Burdened with the 2005 decision for cost of overtime in excess of 48 hours, the Government introduced a Four Shift Work System, moving away from a Three Shift Work System. The Union approached the Industrial Court (SNACS v Swaziland Government and Others IC 494/2010) for an interdict against the implementation of the Four Shift Work System on the grounds that the issue was subject to negotiation beyond just mere consultation. Citing various cases on the controversy of consultation and negotiation, and observing that, “in negotiations the parties work towards an agreement and compromise, whereas in consultation, through advice, permission or approval is sought, parties need not agree or reach compromise”, the Industrial Court’s decision was that the Shift System was subject to negotiations in line with Article 7 of the Recognition Agreement.   

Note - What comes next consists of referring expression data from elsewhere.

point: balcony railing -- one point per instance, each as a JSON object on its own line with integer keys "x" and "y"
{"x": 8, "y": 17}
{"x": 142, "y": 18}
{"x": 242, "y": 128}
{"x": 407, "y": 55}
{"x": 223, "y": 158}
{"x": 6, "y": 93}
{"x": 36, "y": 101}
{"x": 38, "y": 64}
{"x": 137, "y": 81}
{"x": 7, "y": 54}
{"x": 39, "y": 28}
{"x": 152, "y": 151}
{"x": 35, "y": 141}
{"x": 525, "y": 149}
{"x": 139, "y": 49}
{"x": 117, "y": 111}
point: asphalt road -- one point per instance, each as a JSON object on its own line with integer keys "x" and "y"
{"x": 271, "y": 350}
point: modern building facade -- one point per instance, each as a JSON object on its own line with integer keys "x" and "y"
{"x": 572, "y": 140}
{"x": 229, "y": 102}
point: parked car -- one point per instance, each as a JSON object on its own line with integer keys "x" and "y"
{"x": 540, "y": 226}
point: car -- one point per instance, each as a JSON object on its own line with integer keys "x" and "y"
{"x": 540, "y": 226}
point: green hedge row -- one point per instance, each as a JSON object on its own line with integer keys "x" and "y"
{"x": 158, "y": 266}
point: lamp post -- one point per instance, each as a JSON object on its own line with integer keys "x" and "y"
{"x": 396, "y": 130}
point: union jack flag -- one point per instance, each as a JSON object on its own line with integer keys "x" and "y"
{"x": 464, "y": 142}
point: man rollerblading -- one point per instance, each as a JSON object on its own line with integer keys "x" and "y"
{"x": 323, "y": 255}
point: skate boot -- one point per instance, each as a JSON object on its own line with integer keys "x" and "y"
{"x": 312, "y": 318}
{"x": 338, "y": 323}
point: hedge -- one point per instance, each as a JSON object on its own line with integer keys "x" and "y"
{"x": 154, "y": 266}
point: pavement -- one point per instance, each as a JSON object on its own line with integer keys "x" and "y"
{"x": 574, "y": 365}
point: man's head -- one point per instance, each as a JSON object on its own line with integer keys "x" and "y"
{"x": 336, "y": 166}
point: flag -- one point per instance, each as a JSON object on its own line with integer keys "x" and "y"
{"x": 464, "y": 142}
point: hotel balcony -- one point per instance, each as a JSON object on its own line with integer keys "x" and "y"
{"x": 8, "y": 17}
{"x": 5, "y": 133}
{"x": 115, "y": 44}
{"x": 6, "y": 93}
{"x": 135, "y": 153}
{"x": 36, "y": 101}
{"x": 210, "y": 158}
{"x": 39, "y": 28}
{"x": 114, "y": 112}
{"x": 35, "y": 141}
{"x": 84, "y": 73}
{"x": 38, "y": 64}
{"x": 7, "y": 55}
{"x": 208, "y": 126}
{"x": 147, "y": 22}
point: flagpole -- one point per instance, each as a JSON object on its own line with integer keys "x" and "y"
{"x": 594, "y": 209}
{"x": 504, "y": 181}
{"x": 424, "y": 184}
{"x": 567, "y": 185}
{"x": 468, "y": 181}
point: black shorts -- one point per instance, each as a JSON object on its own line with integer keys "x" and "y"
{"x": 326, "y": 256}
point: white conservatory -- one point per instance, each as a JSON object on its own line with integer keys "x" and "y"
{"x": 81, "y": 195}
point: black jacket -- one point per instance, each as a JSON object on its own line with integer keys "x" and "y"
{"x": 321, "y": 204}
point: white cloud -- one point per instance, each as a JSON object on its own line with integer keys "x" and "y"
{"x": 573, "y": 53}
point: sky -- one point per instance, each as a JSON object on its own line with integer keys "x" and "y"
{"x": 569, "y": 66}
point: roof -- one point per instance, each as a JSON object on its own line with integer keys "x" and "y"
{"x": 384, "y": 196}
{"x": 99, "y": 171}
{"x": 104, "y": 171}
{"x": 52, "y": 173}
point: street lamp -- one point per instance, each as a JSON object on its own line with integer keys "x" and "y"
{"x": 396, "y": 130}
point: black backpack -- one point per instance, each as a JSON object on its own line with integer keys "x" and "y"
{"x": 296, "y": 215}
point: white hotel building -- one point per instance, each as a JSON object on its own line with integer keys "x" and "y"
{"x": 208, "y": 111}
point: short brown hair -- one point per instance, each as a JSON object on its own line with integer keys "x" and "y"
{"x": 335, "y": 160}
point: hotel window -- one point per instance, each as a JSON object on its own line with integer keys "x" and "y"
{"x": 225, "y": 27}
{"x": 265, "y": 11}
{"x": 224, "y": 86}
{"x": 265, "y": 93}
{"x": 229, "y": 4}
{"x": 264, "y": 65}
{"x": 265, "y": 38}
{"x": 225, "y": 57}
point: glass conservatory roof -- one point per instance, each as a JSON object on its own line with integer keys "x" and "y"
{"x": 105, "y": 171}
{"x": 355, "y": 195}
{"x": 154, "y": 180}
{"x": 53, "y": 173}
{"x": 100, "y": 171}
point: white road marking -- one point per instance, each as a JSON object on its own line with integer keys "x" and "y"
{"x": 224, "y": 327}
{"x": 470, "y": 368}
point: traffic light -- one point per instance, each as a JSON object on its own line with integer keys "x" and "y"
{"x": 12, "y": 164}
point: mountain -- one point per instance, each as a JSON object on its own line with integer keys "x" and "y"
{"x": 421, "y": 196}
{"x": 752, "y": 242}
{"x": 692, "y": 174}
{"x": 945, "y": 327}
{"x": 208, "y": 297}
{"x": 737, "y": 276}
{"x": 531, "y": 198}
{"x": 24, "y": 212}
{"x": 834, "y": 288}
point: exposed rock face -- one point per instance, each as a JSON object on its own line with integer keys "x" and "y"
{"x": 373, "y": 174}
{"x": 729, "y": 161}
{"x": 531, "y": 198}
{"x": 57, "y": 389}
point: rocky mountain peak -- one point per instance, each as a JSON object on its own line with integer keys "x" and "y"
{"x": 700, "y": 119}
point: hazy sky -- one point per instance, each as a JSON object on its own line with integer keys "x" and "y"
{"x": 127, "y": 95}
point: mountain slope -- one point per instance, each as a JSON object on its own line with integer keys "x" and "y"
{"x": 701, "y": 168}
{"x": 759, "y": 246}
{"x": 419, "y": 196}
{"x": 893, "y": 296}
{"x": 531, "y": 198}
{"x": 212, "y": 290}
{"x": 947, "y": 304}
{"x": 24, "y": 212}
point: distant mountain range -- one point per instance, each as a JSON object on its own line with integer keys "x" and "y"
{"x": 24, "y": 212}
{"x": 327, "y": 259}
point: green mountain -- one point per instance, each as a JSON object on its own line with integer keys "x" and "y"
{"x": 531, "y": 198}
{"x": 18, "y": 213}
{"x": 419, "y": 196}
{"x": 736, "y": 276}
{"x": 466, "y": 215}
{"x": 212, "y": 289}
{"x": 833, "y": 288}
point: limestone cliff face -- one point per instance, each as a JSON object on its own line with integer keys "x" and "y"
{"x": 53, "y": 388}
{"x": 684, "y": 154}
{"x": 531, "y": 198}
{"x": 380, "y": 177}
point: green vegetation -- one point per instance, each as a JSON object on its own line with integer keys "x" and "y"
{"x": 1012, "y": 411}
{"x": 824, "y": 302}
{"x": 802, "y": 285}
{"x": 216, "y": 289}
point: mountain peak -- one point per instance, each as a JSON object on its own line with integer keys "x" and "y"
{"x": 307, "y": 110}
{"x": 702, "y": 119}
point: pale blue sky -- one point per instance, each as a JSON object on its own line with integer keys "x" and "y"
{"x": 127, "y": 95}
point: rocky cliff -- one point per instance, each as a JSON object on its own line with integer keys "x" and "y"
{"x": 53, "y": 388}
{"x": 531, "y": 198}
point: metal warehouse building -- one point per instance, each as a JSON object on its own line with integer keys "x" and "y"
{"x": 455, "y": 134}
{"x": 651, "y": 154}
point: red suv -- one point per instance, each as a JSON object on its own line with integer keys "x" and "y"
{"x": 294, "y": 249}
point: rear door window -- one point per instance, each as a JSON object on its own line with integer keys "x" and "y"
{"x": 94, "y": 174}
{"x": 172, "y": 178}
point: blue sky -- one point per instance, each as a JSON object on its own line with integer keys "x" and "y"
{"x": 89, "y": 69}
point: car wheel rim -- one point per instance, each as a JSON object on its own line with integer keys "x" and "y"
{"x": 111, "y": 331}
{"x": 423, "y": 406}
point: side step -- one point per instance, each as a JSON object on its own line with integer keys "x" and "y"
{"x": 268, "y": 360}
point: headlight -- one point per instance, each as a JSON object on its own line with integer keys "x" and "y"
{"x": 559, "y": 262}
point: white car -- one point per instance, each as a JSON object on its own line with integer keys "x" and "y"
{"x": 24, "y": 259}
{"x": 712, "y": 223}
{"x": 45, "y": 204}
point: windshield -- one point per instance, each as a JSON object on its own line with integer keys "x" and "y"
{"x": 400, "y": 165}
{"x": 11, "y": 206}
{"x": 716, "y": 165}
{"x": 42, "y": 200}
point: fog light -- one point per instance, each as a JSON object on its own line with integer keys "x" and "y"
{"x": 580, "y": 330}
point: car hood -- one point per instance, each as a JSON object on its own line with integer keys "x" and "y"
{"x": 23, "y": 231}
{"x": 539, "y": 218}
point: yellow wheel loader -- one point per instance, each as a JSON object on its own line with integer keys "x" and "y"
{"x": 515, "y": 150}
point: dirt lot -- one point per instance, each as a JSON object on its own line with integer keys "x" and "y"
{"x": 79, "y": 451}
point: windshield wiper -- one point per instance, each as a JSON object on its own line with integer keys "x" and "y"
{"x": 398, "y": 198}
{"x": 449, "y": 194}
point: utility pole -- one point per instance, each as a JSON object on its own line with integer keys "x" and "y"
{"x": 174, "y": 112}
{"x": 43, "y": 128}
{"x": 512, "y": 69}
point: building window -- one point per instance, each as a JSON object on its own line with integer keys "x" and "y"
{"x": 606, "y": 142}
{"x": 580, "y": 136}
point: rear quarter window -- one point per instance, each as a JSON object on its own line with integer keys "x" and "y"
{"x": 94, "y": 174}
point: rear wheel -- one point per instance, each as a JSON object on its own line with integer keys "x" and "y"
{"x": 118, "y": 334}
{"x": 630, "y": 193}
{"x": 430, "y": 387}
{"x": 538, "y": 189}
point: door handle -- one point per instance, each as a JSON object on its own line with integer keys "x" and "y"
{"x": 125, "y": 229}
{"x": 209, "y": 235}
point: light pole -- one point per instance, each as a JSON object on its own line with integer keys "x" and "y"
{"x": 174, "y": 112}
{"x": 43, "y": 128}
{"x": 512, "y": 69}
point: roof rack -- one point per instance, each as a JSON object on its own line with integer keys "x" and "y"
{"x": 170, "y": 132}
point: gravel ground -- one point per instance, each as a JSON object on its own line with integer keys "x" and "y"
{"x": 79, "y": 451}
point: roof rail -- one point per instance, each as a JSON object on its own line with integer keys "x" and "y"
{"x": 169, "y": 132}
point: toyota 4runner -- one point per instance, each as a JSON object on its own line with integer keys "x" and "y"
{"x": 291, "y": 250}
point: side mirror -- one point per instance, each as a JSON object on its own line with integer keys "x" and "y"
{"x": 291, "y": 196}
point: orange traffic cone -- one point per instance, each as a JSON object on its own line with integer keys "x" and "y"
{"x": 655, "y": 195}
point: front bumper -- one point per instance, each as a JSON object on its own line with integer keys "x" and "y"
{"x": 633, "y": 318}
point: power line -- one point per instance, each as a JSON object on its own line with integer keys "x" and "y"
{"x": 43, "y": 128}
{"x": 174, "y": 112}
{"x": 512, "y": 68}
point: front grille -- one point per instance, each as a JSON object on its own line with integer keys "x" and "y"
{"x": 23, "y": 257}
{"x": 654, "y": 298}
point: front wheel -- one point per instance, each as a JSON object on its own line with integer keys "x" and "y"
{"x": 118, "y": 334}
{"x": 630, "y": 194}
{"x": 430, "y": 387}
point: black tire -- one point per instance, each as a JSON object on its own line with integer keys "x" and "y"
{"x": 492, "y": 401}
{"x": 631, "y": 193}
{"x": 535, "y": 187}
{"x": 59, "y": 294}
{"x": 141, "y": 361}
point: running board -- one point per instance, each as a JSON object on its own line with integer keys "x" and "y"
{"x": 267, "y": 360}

Dissatisfied with the decision of the Industrial Court, Government took the Industrial Court decision for review in the High Court (Swaziland Government and Others v SNACS HC 4276/2010). Setting aside the decision of the Industrial Court, The High Court took the view that the introduction of the four shift system is a work practice that falls within Managerial Prerogative and that the Applicant (Government) was not obliged to negotiate with the Respondent (the Union) on the introduction of the Four Shift System”.

Dissatisfied with the decision of the High Court, the Union appealed against the High Court Decision. Confirming the decision of the High Court, the Supreme Court (SNACS v Swaziland Government and Others IC 494/2010) concluded that the employer had the prerogative to formulate policy position, improvement of efficiency and increased productivity as well as the reduction of operational costs…the employer is not expected to negotiate …on issues relating to managerial prerogative”.     

There is in light of the discussion above a need for the Tripartite partners to review current trend of lack of trust in CMAC Arbitration.